3. IDN (Internationalised Domain Name)

What is an IDN (Internationalised Domain Name)?

An IDN or Internationalised Domain Name is an Internet domain name which may include special characters which are not defined in the ASCII standard. These special characters include, in particular, accented characters (e.g. é, à) or umlauts (e.g. ü, ä), which are common in numerous European languages, including German and French, and characters which do not form part of the Latin alphabet, such as Cyrillic, Chinese or Arabic characters.

Certain registries already permit the use of non-ASCII characters for second level domain names. Since users' requirements around the world differ, not all registries include the same special characters on their list.

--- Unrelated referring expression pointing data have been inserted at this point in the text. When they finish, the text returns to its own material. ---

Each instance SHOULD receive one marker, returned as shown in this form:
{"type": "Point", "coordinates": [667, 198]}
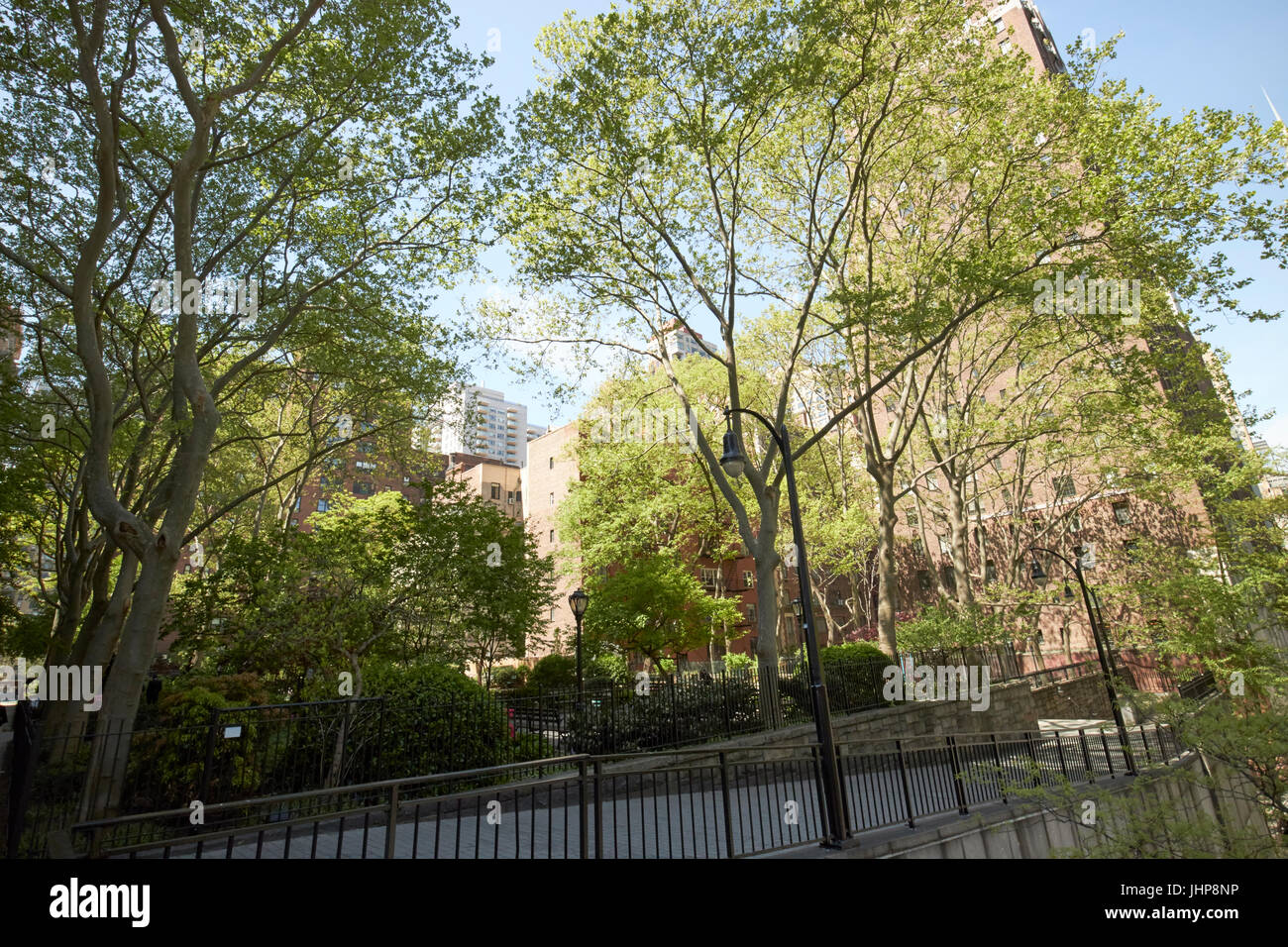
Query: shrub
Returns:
{"type": "Point", "coordinates": [553, 673]}
{"type": "Point", "coordinates": [945, 626]}
{"type": "Point", "coordinates": [509, 678]}
{"type": "Point", "coordinates": [437, 720]}
{"type": "Point", "coordinates": [669, 714]}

Enquiries should therefore be made with the registry concerned as to which characters are permissible for registration of a domain name.

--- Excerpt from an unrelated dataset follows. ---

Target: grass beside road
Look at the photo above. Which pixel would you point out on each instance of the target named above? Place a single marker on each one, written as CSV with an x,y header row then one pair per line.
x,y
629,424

The use of non-ASCII characters is possible not only for the creation of a second level domain name but should also be possible for the creation of a new gTLD.

Can I register an internationalised domain name (IDN) in the ".ch" top level domain?

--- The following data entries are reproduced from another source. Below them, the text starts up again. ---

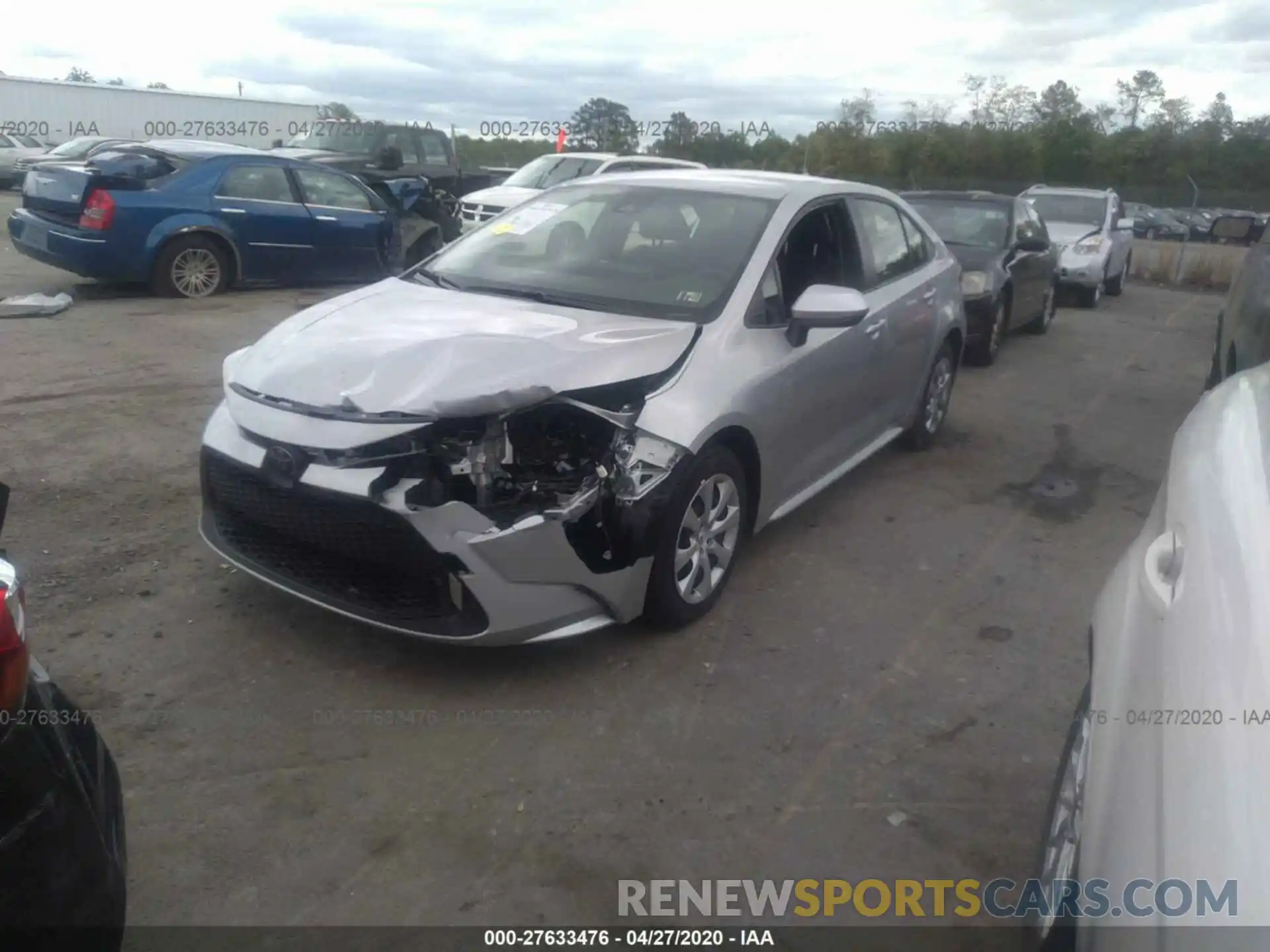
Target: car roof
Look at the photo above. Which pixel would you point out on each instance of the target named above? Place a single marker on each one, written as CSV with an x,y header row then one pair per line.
x,y
947,196
734,182
1061,190
197,147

Registration of domain names which include a restricted number of non-ASCII characters is possible in the ".ch" top level domain. Further information, in particular the available characters, can be found in the technical and administrative rules concerning the assignment and management of second level domain names under the ".ch" domain (CC 784.101.113/2.13):

Rules concerning ".ch" domain names (CC 784.101.113/2.13)

What risks may arise for owners of intellectual property rights and how can these owners protect themselves against the creation of domains with non-ASCII characters which are damaging to them?

There is a risk that a third party may, without the knowledge of the owner of intellectual property rights, register domain names, including non-ASCII characters, which are similar or identical to a brand, either in the same domain or in another top level domain. Owners of intellectual property rights must therefore ensure that they are protected, by employing various preventive and defensive means to be applied when necessary in respect of the domain concerned.